Yönetmelik; RTÜK Yasası ve İnternet Ortamından Yapılan Yayınların Düzenlenmesi ve Bu Yayınlar Yoluyla İşlenen Suçlarla Mücadele Edilmesi Hakkında Yasa’nın ilgili hükümlerine göre hazırlandı. Ancak bu iki yasada yer alan bazı önemli düzenlemelere yönetmelik taslağında atıf yapılmaması RTÜK ve BTK’ye yasanın çerçevesini aşan yetkiler tanıdı.

İnternet Yasası’na göre bir internet sitesinden içerik çıkarılması veya siteye erişimin tamamen engellenmesi için Cumhurbaşkanlığı’nın veya ilgili bakanlıkların talepte bulunması gerekiyor. Talep; BTK’ye iletiliyor, sitedeki içerik çıkarılıyor veya site erişime kapatılıyor. BTK aldığı kararı daha sonra Sulh Ceza Hakimi’nin onayına sunuyor. Yani site önce yasaklanıyor, yargının onayı daha sonra alınıyor. Burada erişilmesi istenmeyen içeriğe ulaşılmasının zaman kaybetmeden engellenmesi amaçlanıyor. Sulh Ceza Hakimi’nin Cumhurbaşkanı’nın talebini ve BTK’nin yasak işlemini yerinde bulmaması, yani erişimin engellenmesine gerek duymaması durumunda erişim yasağının kendiliğinden kaldırılması gerekiyor.

Adana Baro Başkanı Av. Veli Küçük, yönetmelikte gördüğü ‘asıl tehlike’yi RTÜK’ün PuhuTV, Netflix gibi abonelik sistemiyle yayın yapan dijital platformlara dönük denetimi olduğunu belirterek, “Yönetmeliğe göre RTÜK, bu platformlardan abonelerinin her türlü kişisel bilgisini isteyecek. Kişilerin neyi, ne kadar izlediğini kayıt altına alabilecek. Bunun adı da dijital fişlemedir” diye konuştu.

Av. Küçük, yazılı açıklamasında yönetmelikte açıkça yazılmasa da; Twitter, Facebook veya YouTube gibi sosyal medya kanalları üzerinden yapılan, kişilerarası iletişimi sağlayan görsel ve işitsel yayınların da denetime alındığını vurguladı.

Av. Küçük, bu doğrultuda YouTube kanalı kullanılarak yapılan yayınların da RTÜK denetimine gireceği riskine dikkat çekti.

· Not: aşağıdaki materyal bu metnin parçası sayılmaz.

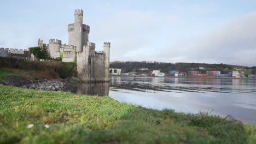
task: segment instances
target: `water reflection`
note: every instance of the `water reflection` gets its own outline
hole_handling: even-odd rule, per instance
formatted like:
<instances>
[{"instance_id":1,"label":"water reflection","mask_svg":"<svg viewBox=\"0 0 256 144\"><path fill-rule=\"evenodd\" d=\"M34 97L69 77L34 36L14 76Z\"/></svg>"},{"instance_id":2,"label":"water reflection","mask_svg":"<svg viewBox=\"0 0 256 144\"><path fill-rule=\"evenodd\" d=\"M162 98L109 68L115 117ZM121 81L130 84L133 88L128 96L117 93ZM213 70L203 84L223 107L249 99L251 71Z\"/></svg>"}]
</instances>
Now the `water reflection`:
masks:
<instances>
[{"instance_id":1,"label":"water reflection","mask_svg":"<svg viewBox=\"0 0 256 144\"><path fill-rule=\"evenodd\" d=\"M161 110L231 115L256 124L256 80L112 77L109 97L121 102Z\"/></svg>"},{"instance_id":2,"label":"water reflection","mask_svg":"<svg viewBox=\"0 0 256 144\"><path fill-rule=\"evenodd\" d=\"M72 86L72 92L88 95L108 95L109 82L78 83Z\"/></svg>"}]
</instances>

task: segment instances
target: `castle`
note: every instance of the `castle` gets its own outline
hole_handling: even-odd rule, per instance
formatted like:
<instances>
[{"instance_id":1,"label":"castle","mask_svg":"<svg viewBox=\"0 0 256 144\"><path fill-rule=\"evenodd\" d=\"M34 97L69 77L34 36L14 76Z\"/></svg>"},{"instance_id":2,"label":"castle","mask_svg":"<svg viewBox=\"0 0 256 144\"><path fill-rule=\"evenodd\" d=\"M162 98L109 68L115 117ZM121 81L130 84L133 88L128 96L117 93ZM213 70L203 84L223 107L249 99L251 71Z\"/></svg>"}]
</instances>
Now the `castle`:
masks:
<instances>
[{"instance_id":1,"label":"castle","mask_svg":"<svg viewBox=\"0 0 256 144\"><path fill-rule=\"evenodd\" d=\"M90 27L83 24L83 10L75 10L74 23L68 25L68 45L62 45L61 40L57 39L50 39L46 44L39 39L38 46L45 47L53 58L75 62L77 77L83 82L109 81L110 44L104 42L104 51L96 51L95 44L89 43ZM0 56L10 56L8 52L10 53L10 50L1 49ZM28 57L31 57L31 55Z\"/></svg>"}]
</instances>

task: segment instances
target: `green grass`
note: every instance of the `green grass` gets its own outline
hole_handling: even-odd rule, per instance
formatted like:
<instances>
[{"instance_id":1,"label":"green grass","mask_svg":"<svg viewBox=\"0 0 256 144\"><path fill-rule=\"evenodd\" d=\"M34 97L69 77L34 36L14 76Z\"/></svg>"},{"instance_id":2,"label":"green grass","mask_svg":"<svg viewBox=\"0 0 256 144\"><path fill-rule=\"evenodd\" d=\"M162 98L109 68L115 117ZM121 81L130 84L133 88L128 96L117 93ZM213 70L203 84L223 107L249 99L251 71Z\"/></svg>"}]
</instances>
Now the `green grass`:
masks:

“Çünkü buradan yapılan yayınlar da, bir çeşit kamu yayıncılığı olarak görülecektir. Bireysel yayınların denetim dışı kaldığı görülse de, düzenli bir şekilde yapılan yayınlar bireysellikten çıkacaktır ve RTÜK denetimine tabii olacaktır” görüşünü dile getiren Av. Küçük, yönetmeliği “sansür mekanizması” olarak tanımlayarak, “Yayından önce RTÜK’ten lisans alma koşulu getiriliyor. Koşullar arasında MİT ve Emniyet’ten temiz kağıdı almak da var. Bu da daha yayına başlamadan sansür mekanizmasının devreye sokulması demektir” dedi.

"AB KRİTERLERİNE UYMAZ”

Yönetmeliğin “Avrupa Birliği (AB) kriterlerine uygun” olmadığını söyleyen Av. Küçük, yönetmeliğin siyasi iktidar tarafından internet yayıncısı üzerinde “Demokles’in kılıcı” gibi kullanılacağını düşündüğüni ifade etti.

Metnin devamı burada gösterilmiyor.